Art Cam Express is good. I'm going to get crucified for this but Bobcad has a decent turning/milling software for the price. Just prepare for a few bugs.


----------



## eTodd

I recently purchased the CNC Piranha from Woodcraft. Rockler's exclusive with Nextwave is ended, and you can buy the machine, even the FX model with laser and 3d printer heads from either franchise. Woodcraft is closer to me.

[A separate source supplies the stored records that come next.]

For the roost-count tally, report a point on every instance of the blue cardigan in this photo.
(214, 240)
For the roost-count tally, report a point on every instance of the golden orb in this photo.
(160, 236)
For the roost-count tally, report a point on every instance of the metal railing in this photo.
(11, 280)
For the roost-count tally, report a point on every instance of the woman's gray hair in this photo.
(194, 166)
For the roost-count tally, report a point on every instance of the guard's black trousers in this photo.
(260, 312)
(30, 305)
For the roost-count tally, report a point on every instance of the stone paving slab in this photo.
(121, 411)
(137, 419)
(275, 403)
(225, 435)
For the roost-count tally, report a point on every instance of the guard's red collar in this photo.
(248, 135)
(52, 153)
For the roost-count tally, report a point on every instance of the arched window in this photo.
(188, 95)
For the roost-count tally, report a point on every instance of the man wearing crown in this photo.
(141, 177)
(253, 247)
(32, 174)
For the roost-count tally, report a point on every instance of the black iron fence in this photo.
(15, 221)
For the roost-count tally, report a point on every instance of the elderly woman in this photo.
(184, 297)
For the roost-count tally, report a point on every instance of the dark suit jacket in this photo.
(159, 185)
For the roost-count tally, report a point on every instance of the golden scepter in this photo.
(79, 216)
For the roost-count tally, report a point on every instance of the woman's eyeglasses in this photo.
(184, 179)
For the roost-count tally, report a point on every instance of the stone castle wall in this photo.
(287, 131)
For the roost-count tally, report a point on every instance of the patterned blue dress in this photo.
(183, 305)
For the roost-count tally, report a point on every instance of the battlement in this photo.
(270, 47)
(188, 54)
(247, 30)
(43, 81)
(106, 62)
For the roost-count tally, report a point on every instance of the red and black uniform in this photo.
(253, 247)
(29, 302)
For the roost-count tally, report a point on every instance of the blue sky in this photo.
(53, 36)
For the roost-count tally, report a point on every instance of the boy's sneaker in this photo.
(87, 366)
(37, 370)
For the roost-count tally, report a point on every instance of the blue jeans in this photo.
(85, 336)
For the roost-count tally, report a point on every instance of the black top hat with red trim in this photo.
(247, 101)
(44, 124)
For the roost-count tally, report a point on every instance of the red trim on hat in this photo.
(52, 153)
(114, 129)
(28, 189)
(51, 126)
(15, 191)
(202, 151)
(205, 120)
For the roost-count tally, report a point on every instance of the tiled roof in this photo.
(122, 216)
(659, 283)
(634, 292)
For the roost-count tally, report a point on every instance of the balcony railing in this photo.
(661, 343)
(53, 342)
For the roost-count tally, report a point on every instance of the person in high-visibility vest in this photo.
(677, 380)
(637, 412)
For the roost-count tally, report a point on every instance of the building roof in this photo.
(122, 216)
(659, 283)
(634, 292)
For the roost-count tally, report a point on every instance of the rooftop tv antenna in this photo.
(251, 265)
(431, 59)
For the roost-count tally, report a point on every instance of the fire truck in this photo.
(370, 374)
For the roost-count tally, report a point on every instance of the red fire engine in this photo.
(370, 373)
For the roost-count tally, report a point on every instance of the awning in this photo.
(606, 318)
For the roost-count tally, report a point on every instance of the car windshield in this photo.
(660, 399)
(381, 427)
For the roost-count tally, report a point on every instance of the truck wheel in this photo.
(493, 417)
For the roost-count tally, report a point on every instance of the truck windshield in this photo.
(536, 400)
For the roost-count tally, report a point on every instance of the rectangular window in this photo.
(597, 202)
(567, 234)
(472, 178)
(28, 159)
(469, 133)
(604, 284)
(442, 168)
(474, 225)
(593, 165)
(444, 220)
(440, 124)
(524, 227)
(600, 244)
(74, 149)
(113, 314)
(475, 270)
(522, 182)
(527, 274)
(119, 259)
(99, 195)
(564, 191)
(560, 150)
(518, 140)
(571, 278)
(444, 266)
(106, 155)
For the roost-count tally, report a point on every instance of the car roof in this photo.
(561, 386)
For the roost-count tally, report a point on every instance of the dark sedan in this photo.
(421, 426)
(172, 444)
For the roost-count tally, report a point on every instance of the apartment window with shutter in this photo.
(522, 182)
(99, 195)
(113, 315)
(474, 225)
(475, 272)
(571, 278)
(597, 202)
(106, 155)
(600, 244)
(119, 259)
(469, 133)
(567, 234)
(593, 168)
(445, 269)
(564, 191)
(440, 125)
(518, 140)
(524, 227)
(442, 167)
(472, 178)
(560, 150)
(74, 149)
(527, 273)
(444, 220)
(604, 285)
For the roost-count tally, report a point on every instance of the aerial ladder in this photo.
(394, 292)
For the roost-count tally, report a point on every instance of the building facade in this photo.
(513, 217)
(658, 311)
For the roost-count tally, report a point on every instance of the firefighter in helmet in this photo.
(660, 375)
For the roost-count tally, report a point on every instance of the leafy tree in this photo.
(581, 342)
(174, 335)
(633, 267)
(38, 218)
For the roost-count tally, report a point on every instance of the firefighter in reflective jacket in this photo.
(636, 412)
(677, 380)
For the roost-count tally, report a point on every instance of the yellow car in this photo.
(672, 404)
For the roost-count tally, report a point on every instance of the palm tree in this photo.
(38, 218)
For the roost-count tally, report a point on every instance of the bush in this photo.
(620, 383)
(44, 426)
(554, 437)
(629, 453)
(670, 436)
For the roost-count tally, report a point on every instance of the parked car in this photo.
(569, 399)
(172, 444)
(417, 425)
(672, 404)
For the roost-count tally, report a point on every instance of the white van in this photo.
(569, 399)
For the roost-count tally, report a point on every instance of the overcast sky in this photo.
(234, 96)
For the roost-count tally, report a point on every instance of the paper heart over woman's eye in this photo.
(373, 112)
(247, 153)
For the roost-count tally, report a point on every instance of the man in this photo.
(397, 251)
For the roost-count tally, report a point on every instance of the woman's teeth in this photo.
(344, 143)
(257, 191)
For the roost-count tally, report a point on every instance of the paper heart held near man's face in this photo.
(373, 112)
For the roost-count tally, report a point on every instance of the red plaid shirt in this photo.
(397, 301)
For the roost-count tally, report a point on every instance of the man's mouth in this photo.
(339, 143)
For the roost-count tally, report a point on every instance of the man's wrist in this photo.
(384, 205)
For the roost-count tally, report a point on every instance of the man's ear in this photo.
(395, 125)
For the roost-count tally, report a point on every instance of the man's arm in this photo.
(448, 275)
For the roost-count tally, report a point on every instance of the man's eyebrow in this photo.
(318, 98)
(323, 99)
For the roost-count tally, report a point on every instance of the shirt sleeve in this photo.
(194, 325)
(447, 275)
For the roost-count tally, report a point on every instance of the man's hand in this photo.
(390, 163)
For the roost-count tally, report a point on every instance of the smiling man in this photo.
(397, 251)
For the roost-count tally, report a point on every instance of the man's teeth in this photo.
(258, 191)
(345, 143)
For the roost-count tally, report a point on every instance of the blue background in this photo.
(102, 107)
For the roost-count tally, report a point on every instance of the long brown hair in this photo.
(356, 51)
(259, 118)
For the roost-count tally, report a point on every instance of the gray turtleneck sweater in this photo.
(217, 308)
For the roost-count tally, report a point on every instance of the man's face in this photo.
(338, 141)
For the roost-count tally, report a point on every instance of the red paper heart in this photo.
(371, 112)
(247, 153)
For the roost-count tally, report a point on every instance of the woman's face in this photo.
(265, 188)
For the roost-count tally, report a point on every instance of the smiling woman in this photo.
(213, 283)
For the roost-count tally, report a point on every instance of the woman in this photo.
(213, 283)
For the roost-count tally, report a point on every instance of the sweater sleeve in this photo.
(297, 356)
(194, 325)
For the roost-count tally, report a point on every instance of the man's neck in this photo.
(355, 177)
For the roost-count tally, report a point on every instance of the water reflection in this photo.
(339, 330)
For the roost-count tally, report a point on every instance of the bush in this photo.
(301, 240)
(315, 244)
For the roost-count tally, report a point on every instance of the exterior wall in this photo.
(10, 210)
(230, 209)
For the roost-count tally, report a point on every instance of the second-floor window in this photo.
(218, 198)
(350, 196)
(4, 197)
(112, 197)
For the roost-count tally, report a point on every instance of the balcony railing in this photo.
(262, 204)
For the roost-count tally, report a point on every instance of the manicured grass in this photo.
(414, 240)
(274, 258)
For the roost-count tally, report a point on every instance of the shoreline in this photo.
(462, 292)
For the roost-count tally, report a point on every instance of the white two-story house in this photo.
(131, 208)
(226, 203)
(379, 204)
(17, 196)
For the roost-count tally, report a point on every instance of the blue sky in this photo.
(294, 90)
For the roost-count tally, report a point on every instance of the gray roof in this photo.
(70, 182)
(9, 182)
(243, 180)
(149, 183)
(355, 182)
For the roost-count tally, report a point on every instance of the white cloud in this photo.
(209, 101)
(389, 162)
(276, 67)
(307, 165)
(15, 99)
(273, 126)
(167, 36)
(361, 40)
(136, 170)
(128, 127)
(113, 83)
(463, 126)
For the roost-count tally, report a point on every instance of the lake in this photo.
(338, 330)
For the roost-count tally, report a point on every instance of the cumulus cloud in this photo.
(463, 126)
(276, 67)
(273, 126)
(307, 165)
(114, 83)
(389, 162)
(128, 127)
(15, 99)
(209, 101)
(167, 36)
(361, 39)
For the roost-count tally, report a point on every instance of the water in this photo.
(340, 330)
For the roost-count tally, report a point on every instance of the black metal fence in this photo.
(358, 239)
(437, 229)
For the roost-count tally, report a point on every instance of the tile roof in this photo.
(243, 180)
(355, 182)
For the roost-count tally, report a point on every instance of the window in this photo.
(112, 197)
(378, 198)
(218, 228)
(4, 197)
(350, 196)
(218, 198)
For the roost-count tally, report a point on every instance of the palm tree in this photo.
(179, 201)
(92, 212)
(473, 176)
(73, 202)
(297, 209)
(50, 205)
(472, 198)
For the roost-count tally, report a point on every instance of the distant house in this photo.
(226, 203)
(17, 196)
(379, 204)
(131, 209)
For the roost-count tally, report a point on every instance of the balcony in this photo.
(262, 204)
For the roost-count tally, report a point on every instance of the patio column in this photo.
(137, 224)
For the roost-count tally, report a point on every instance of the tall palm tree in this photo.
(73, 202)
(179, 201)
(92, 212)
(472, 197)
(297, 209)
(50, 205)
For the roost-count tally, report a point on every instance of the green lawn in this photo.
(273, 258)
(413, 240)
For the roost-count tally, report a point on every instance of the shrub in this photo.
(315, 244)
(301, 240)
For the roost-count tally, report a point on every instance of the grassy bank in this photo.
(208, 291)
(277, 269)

With respect to software, the Piranha comes with Vectric's VCarve Desktop. VCarve is in my opinion the best CAD/CAM combo package around for the beginner. I say CAD/CAM because you can do your complete design, generate and preview your tool-paths all within the same package. As mentioned above, Vectric provides lots of video tutorials to speed your learning curve. Once you've done your design and are satisfied with the tool-path preview, I've not experienced any difficulties with the actual cutting on the machine. Cut2D mentioned above has lesser capability, as it cannot import 3D carving designs and generate tool paths for such.

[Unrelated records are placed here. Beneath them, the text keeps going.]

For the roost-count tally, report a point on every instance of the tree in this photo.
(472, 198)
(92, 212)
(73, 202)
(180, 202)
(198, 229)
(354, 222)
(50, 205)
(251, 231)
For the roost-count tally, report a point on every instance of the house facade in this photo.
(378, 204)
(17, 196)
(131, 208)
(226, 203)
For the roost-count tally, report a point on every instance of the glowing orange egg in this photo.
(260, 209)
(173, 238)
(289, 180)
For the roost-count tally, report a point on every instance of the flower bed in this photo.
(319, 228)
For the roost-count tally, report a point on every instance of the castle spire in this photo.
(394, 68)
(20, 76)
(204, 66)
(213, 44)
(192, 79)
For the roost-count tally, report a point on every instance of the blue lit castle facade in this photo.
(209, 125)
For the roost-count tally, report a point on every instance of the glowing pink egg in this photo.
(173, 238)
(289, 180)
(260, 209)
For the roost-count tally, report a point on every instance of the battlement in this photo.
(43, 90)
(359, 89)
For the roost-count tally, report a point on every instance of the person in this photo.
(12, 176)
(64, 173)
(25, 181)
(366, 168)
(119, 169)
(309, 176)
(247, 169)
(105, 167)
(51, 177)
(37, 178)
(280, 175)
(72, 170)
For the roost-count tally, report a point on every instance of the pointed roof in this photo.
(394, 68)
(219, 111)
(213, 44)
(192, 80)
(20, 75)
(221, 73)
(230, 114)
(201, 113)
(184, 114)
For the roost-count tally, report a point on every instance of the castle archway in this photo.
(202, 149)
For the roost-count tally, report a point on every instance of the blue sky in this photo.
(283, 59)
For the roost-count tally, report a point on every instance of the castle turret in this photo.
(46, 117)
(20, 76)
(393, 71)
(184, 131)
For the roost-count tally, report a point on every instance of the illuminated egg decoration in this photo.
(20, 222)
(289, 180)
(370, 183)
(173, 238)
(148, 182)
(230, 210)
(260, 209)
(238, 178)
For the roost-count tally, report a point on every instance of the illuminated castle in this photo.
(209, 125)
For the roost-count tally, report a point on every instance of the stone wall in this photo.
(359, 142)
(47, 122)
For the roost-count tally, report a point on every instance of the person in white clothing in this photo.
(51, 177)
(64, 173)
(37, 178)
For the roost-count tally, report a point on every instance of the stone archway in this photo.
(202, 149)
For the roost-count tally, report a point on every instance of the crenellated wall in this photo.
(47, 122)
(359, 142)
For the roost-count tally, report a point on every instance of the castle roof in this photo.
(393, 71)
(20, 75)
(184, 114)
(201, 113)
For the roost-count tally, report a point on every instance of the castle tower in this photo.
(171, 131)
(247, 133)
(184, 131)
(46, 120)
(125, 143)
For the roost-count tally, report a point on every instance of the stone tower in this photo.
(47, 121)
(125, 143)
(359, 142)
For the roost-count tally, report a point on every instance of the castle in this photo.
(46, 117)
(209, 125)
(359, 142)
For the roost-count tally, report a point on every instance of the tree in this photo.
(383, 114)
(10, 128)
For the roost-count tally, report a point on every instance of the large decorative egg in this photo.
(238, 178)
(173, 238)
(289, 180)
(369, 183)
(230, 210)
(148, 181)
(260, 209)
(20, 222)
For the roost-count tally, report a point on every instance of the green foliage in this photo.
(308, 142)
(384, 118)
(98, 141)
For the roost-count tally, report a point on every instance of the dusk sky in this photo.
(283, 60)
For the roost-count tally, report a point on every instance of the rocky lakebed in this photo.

I've not any experience with I-Picture, but it is totally different in capability to VCarve. Vectric's competing product is called PhotoVCarve. Either package takes the gray-scale of a photo and converts it into Z height motion as the XY moves in a raster operation (raster like the scan lines on the old TV sets). The affect on translucent material is rather stunning, as you look through the material, thicker regions are darker, thinner regions are lighter, and the affect is like looking at a black and white photograph. If you are looking to design and cut signs, or cut irregular shapes and gears like me, I-Picture won't do that, and you'll either resort to VCarve or the other CAD and CAM packages mentioned above. Similarly, if you are wanting to do what I-Picture or PhotoVCarve does, VCarve Desktop won't do that work.

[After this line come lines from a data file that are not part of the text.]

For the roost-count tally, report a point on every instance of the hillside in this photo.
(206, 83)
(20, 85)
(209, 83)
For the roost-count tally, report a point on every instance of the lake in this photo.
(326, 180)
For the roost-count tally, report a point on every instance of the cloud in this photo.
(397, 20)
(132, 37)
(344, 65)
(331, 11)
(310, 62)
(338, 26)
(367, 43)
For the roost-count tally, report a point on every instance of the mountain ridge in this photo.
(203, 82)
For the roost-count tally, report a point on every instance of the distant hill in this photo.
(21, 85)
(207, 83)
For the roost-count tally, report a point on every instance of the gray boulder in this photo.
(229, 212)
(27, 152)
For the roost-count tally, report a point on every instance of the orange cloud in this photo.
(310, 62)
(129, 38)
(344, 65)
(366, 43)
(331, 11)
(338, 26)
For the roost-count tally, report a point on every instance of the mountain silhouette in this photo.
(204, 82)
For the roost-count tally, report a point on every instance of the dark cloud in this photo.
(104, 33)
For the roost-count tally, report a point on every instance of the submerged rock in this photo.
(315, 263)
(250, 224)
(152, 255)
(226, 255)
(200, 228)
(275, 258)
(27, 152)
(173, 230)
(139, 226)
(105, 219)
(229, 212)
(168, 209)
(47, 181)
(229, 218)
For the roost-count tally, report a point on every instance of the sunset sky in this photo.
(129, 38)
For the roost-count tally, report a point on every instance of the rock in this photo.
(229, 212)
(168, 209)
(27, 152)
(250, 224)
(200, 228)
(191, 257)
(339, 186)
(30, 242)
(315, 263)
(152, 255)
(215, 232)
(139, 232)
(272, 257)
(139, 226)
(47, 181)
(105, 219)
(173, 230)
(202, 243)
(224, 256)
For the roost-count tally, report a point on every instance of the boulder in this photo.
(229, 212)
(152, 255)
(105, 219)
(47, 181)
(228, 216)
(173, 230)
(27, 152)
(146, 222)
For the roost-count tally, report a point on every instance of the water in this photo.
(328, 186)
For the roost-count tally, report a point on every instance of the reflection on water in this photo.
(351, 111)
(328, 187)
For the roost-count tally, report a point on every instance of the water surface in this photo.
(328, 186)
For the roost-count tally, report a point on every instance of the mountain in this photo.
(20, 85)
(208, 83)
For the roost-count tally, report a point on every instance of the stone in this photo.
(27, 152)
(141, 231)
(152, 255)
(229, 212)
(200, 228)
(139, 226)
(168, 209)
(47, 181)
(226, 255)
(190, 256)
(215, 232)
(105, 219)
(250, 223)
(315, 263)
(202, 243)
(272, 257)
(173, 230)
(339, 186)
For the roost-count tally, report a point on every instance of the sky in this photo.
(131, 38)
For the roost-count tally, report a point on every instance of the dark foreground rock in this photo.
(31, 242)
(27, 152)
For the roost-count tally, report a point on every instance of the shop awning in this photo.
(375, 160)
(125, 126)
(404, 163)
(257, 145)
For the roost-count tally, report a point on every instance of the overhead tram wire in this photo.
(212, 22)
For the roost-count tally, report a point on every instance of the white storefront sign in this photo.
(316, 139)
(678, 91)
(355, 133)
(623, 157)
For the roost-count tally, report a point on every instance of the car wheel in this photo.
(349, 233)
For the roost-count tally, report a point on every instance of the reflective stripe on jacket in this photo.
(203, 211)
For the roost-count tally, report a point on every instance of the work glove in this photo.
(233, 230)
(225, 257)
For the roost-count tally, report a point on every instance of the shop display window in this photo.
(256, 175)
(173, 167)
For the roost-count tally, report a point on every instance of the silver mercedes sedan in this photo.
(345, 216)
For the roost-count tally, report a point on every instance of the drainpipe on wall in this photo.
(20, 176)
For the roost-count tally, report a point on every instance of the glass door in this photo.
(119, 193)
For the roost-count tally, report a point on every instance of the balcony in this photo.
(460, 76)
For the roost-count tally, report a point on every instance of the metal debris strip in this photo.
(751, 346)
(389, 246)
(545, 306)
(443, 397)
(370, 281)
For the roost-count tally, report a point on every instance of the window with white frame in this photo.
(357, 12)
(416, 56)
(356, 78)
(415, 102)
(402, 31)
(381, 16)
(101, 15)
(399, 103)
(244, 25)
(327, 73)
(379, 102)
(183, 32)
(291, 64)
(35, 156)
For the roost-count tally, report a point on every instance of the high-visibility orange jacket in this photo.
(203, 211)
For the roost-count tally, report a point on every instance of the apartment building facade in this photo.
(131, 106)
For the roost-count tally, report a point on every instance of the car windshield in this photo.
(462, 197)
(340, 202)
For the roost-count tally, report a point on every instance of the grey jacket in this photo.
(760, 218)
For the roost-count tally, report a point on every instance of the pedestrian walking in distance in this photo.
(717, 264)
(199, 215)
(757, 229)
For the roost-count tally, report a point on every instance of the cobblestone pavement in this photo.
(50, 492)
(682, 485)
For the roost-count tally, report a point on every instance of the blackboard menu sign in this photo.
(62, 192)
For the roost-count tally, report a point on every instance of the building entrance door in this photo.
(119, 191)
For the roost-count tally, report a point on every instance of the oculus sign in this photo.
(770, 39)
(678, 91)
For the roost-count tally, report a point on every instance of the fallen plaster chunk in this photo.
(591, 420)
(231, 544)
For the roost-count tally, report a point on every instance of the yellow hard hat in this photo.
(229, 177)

The Piranha's a great little machine to start with. It is well put together, and so far, it has been reliable in short bursts of use. I've had difficulties when leaving the machine powered over night, but a simple power off then back on clears any issues. I've also had a little difficulty with the touch-screen interface when I let it get real dusty. Simply cleaning the display resolves any issues. My only real complaint is the noise from using a router, spindles are much quieter, a possible advantage for the General CNC.

As far as using a CNC my advice is:
1) pay attention to your datum
2) use a spoiler board, especially if you are doing through cuts
3) make sure your piece is well secured to the table
4) start with way slow feeds until you get more comfortable
5) get the touch plate for zeroing your Z axis.

My hats off to Cweatherl and his purchase of the Laguna IQ CNC. It is an awesome machine that I have yet to justify the cost. It or the Axiom Precision (in the 2'x4' configuration) will be my next store-bought machine.


----------



## JAAune

Vetric VCarve Pro is very easy to learn and quick to use. Never used or even heard about the I-Picture software.

You can download free trials of the Vetric software. The trials are full-featured with the exception of saving G-Code output to the machine. Everything can be tested beforehand except for actually running a CNC.


----------